Возражать мне по существу было трудно, ибо я научился уже говорить с массами; но управляющие дивизией большевики подстроили целую махинацию, чтобы сорвать влияние моего приезда (пришибить меня они, видимо, не решились, боясь возмездия со стороны 70-й дивизии); со всех сторон начали выступать ораторы и вопрошатели с самыми острыми и заранее написанными и розданными вопросами. Началась яростная борьба, и на меня набросились все большевистские силы, так как ясность и правдивость моих слов, несомненно, подействовала на большинство собрания, и это было ясно видно и по лицам, и по общему настроению, как-то потерявшему ту напряженную остроту и враждебность, которые я застал, когда вошел в большую комнату господского двора Анисимовичи, в которой происходило соединенное заседание всех комитетов.
Первым был выпущен какой-то ярый оратель, отрекомендовавшийся убежденным анархистом и перешедший сразу в стремительное нападение по моему личному адресу; начал он с того, что раз командир корпуса говорит, что недостаток продовольствия является результатом беспорядков, происходящих в тылу и на железных дорогах, то он этим пытается натравить фронт на тыл, а сие есть явная провокация, контрреволюция и корниловщина, которые надо немедленно пресечь; затем товарищ анархист усиленно стал вопить о том, что командир корпуса говорил о необходимости продолжать войну и делать изредка поиски, а сие доказывает, что он жаждет солдатской крови, ибо все генералы и помещики сговорились, чтобы перебить побольше русских солдат и овладеть их землей.

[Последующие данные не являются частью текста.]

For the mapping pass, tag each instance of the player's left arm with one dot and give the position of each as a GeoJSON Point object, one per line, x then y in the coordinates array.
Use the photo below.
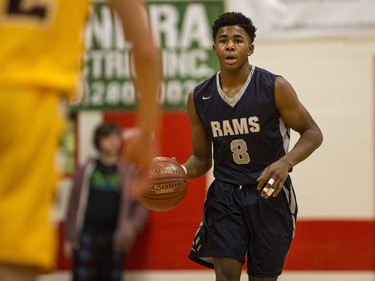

Затем посыпались самые дикие и нелепые обвинения об отдаче мной вредных для солдат приказов по армии, о вредной «иностранной политике» и т.п.
Было очевидно, что оратор был выпущен специально для того, чтобы взвинтить толпу и вызвать ее на самосуд и на расправу со мной. Всё это происходило уже на дворе, куда вышли все комитеты и где собралась толпа солдат в несколько тысяч человек; настроение создалось такое, что все офицеры куда-то исчезли и я остался один.